The FT-IR is IR-4 manufactured by Shimadzu Corporation.
08, GPC is Waters LC
Module 1, column is Shodex K-804
This was performed using Molecular weights are given as relative molecular weights to polystyrene standards. The analytical value of the polymer is
Mn = 17500, Mw / Mn = 1.14, Fn (silyl) = 1.91. (The number average molecular weight is in terms of polystyrene, the number of terminal silyl functional groups is isobutylene polymer 1
Number per molecule).

[0053]

Production Example 2 1.16 g of p-DCC (5.02
mmol), 0.093 g of 2-methylpyridine (1.0
mmol), 1.22 g of allyltrimethylsilane (1
An isobutylene-based polymer having a reactive silicon group was synthesized in the same manner as in Production Example 1 except that the amount was changed to 0.8 mmol).

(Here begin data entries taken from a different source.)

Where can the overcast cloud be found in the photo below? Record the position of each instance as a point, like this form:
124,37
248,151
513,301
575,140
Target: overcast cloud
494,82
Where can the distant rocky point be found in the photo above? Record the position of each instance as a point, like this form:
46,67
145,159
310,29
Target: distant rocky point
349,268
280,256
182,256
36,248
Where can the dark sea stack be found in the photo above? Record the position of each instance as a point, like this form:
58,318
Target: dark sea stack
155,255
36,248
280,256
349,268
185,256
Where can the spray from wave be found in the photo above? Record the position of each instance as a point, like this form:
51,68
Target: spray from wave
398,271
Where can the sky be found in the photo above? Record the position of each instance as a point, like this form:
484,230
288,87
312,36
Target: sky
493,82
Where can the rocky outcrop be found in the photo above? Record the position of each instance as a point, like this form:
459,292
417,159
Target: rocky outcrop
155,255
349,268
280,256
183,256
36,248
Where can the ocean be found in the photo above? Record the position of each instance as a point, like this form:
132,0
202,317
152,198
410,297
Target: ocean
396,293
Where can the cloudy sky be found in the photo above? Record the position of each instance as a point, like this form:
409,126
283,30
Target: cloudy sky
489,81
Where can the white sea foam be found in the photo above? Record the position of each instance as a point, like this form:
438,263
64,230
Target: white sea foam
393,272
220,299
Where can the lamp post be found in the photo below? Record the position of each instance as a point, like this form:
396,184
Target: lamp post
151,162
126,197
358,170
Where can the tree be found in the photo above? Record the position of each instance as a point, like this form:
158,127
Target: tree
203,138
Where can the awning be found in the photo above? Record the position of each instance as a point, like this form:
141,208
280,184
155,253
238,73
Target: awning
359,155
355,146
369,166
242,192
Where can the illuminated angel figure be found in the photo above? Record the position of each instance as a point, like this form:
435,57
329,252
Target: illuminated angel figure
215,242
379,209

The analysis value of the polymer was as follows: Mn = 11400,
Mw / Mn = 1.23 and Fn (silyl) = 1.76.

[0055]

Example 1 and Comparative Example 1 From the analytical values of the base polymers synthesized in Production Examples 1 and 2, the number average molecular weight per reactive silicon group, that is, the number average molecular weight (Mn) was obtained.
And the ratio (Mn) of the number of reactive silicon groups per molecule (Fn)
n / Fn) was calculated. Table 1 shows the values of Mn / Fn.

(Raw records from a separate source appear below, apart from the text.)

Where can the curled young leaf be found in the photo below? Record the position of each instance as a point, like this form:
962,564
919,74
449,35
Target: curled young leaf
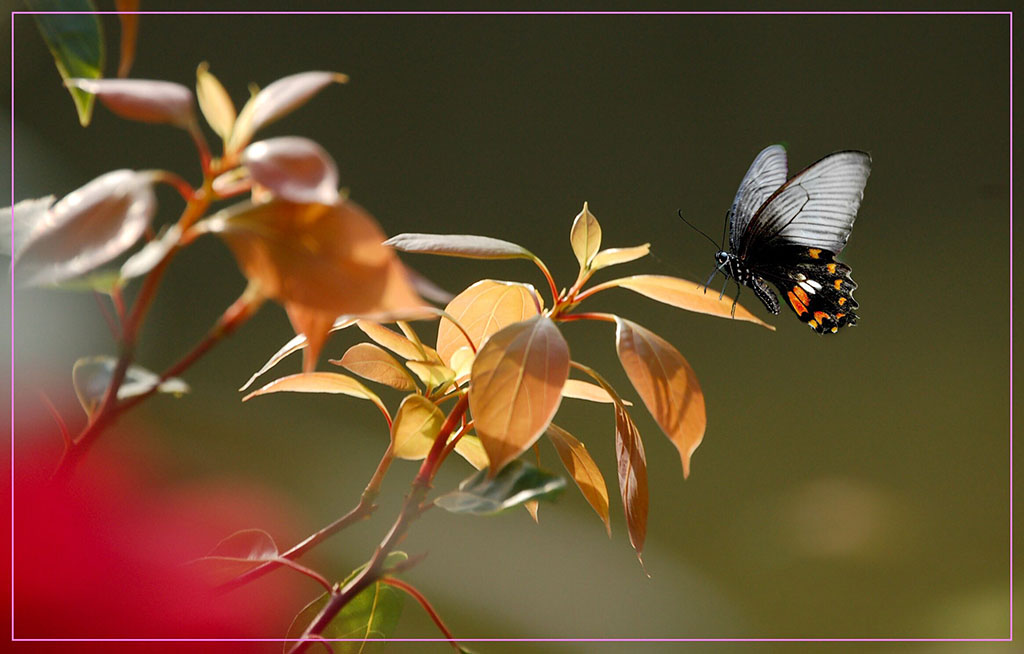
278,99
416,425
632,478
585,236
666,383
482,309
467,246
583,470
293,168
17,222
372,362
143,100
517,380
516,483
615,256
237,555
684,295
214,101
87,228
91,377
320,383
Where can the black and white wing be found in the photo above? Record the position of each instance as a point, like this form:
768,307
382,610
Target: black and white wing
815,209
763,178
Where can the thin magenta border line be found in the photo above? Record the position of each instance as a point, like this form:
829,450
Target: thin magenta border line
760,640
582,12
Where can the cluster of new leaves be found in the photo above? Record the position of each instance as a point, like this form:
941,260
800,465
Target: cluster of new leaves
499,343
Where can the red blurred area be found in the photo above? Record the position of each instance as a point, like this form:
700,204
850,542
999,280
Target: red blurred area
104,555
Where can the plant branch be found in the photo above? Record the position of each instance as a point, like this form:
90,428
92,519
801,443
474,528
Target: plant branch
411,590
411,509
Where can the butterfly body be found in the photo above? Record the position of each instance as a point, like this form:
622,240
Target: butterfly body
786,233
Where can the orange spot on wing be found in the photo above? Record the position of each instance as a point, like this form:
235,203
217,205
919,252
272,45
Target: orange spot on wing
802,295
797,304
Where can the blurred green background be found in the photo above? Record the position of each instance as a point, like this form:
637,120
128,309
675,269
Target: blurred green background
848,486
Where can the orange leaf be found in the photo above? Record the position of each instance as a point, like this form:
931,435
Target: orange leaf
584,471
516,387
632,477
372,362
585,236
666,383
483,308
684,295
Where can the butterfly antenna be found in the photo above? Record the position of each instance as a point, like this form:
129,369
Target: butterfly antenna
697,229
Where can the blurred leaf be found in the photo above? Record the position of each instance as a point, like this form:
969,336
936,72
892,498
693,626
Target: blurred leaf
237,555
459,246
278,99
129,34
416,425
76,41
518,377
632,478
321,261
87,228
585,390
297,343
152,254
91,376
482,309
666,383
585,236
372,362
320,383
397,343
433,376
583,470
615,256
17,222
373,614
516,483
214,102
143,100
293,168
684,295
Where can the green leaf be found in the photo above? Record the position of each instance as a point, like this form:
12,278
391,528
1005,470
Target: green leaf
76,41
517,482
91,376
372,614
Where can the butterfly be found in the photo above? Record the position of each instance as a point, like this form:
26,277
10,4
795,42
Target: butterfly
787,231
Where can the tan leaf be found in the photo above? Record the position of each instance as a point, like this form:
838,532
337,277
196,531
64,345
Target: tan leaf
86,228
684,295
416,425
279,98
585,236
584,471
144,100
372,362
293,168
214,101
666,383
632,478
615,256
320,383
517,380
482,309
321,261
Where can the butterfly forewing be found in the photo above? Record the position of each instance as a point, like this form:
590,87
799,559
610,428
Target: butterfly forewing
815,209
765,175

Next, the 50% tensile stress of the cured product of the base polymer synthesized in Production Examples 1 and 2 was measured. Table 1 shows the results. The 50% tensile stress is measured by the following method as described above. That is, 1 part of water, 3 parts of tin octylate, and 0.75 part of laurylamine are added to 100 parts of the base polymer, mixed well, defoamed, and then poured into a 3 mm-thick mold. Put this at 23 ° C for 3 days
After curing at 50 ° C. for 4 days, a cured product sheet having a thickness of about 3 mm is obtained. A No. 3 dumbbell compliant with JIS-K6301 was punched out of this sheet, and a tensile test was performed (tensile speed: 500 mm / min). The tensile strength for 50% elongation at this time was defined as 50% tensile stress.

Polymer 100 obtained in Production Example 1 or 2
For the part, a paraffin-based process oil (manufactured by Idemitsu Kosan Co., Ltd., trade name: Diana Process PS-32) 90
Part, heavy calcium carbonate (Maruo Calcium Co., Ltd., trade name Snow Light SS) 30 parts, colloidal calcium carbonate (Shiraishi Industry Co., Ltd., trade name EDS-D10A) 100
Section, talc (trade name: talc L, manufactured by Fuji Talc Kogyo Co., Ltd.)
MR) 100 parts, Na ₂ SO ₄ .10H ₂ O 6 parts, γ-glycidoxypropyltrimethoxysilane (Nippon Unicar Co., Ltd., trade name: silane coupling agent A-187) 2
Parts, 4 parts of γ-isocyanatopropyltriethoxysilane (manufactured by Nippon Unicar Co., Ltd., trade name: silane coupling agent Y-9030), a photopolymerizable substance (Toagosei Co., Ltd.)
(Trade name) Aronix M400 (dipentaerythritol penta and hexaacrylate) was added, and the mixture was kneaded well with a three-paint roll to obtain a main ingredient.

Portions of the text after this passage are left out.